Startmate invests $120,000 into each startup to help accelerate their growth. The Tattarang funding comes a week after the 2022 State Of Australian Startup Funding report revealed that that female founder participation hit an all-time high last year, with 23% of all pre-seed and seed funding featuring startups with at least one female founder. However, their share of funding fell dramatically, with the slice of the funding pie for women falling to 10% — from 21% in 2021 — and they raised a median amount 39% lower than for all-male teams.

Those numbers align with SBE Australia’s analysis last year, which found that while 22% of startups were founded by women, they received just 0.7% of $10 billion in private sector startup funding in FY22. 

Startmate Head of Investments Brady Flockart Startmate said the program prioritised initiatives that amplify the success of women. As a result 45% of their 105 investments went to women-founded or cofounded startups, amounting to 43% of total capital invested since 2021. 

“The true impact occurs before any of our investment decisions” he said.

“These outcomes are driven by our time and energy building communities of ambitious women that support founders or become founders themselves. That’s what’s making a difference.” 

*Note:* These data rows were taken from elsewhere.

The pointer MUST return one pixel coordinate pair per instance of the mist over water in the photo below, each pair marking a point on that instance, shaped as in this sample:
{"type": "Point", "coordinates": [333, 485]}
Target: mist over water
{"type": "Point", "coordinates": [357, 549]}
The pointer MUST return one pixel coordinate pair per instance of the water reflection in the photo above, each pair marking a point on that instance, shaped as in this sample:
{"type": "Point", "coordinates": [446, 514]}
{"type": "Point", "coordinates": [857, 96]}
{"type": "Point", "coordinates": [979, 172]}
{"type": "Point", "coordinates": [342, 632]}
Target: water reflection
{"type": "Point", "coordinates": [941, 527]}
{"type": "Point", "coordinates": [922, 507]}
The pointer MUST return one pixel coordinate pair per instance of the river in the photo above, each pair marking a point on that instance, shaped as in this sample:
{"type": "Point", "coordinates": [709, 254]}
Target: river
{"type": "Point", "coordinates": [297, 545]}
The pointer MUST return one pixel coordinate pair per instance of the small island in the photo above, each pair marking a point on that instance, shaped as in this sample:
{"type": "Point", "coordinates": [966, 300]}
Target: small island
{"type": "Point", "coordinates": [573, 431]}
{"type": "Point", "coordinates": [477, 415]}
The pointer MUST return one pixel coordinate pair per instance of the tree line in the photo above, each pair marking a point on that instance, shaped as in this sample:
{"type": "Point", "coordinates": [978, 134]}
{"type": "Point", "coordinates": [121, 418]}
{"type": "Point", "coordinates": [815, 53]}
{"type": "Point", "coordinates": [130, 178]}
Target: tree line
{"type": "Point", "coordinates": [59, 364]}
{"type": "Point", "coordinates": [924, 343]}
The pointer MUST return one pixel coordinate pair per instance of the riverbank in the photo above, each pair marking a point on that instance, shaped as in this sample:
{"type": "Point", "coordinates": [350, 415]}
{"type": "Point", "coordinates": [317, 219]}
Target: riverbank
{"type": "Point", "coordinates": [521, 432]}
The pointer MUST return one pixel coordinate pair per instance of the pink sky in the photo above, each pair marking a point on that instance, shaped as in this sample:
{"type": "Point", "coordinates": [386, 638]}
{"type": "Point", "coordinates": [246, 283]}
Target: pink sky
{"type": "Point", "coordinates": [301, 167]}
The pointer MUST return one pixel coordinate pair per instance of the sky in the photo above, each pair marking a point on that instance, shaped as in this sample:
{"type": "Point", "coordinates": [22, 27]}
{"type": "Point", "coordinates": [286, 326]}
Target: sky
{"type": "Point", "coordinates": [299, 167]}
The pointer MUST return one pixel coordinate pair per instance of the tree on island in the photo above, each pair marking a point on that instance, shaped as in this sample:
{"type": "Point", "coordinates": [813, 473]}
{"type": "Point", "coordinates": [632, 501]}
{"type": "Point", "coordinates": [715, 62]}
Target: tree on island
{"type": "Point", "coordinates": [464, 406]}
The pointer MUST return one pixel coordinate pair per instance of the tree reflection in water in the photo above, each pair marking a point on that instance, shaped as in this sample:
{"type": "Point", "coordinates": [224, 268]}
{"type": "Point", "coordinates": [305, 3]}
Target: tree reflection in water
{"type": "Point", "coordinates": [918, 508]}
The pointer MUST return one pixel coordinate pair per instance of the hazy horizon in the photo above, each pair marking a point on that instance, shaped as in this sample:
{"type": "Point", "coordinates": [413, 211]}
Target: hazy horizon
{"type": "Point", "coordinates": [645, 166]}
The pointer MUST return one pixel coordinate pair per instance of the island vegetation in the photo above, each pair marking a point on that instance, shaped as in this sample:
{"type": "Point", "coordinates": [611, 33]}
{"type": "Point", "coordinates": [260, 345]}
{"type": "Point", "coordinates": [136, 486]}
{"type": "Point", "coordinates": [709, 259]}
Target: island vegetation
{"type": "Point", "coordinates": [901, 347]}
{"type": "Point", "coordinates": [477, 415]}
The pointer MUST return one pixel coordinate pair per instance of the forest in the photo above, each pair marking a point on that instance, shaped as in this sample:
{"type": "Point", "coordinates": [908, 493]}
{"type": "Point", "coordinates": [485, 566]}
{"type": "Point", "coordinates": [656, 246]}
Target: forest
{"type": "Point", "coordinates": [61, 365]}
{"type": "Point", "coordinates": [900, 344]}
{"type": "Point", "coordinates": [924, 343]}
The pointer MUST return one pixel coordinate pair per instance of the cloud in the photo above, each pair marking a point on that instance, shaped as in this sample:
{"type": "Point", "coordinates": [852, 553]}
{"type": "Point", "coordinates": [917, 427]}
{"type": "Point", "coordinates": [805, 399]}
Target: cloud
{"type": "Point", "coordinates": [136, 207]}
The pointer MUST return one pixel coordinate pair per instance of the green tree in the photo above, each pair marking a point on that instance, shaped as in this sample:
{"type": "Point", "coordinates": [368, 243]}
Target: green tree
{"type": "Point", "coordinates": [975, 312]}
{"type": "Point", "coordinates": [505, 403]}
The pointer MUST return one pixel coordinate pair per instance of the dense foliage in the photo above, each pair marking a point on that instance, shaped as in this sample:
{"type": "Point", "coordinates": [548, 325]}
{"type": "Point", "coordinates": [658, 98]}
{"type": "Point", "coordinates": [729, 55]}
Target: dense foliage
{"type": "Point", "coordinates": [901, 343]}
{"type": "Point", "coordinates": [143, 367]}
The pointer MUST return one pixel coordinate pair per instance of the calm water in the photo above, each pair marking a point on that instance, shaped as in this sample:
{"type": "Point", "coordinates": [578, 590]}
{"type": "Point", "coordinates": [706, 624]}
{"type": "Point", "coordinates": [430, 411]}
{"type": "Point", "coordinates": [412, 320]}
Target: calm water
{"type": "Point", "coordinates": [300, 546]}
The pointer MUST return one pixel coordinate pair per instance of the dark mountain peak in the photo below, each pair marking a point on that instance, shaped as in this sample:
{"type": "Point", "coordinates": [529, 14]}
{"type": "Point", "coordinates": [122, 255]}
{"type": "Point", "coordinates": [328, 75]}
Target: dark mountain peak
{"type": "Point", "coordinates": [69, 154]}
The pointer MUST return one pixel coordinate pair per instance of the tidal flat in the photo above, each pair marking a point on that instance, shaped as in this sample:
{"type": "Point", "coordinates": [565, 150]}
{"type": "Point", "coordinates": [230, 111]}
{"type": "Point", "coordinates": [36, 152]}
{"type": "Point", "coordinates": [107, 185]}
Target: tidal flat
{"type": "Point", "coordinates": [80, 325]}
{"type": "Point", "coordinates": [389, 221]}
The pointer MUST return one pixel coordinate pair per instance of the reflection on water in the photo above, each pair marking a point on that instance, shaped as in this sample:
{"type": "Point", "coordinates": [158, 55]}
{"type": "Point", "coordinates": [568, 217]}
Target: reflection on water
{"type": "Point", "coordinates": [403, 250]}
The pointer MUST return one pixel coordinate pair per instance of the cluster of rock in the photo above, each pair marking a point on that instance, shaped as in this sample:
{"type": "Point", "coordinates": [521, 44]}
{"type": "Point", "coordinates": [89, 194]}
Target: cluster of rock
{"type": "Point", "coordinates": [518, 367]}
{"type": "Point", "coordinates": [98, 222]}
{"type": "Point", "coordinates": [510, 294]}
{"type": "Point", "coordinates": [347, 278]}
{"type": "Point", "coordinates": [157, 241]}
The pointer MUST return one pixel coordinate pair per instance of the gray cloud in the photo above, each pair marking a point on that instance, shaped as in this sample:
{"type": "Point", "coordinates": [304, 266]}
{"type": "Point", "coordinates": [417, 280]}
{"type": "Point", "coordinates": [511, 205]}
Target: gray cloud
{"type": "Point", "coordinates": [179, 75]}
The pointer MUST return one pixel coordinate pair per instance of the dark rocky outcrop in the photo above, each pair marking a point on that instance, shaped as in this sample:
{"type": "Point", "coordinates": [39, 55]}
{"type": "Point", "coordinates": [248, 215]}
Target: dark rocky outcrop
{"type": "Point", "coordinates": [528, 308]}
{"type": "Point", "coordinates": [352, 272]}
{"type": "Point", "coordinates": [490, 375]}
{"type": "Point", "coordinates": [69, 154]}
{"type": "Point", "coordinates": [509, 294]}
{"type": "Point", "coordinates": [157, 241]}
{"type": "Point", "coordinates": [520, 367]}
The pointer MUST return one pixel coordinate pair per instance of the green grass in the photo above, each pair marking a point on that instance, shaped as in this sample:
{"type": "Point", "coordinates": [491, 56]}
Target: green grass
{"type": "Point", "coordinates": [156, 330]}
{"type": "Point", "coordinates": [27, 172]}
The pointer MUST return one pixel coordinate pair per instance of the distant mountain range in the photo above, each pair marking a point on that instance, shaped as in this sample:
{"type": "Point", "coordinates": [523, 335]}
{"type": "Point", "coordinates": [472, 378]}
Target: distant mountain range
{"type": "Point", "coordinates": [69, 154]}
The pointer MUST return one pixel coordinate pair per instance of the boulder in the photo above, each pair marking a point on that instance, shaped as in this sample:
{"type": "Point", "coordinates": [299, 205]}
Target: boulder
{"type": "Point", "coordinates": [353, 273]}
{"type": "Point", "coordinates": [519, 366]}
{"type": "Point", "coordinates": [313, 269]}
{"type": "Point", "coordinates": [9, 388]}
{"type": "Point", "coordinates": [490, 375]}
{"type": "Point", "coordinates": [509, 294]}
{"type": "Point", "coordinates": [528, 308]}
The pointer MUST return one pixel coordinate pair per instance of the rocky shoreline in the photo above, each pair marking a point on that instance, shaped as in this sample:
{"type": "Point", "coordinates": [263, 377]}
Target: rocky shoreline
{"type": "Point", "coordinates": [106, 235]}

Nicola Forrest said Tattarang will work with Startmate to close the funding gap for women-led startups.

“The disproportionately low share of venture capital received by women stalls economic progress and prosperity,” she said. 

“It is refreshing to see Startmate taking a truly equitable approach and we want to help them back female founders. There is a strong correlation between gender equality and organisational success and when female-led businesses succeed it benefits all of society, both women and men.” 

Startmate CEO Michael Batko said the funding gap is a structural issue on the investment side.

“Our First Believers program has seen 65 women launch their angel investing journey,” he said.

“In the last two years, these angels have gone on to make over 100 investments into the ecosystem as a community, often believing in founders before they believe in themselves.

“Startmate’s Women’s Fellowship program has also enabled 530 ambitious women who want to have a more impactful career move from corporates into startups.”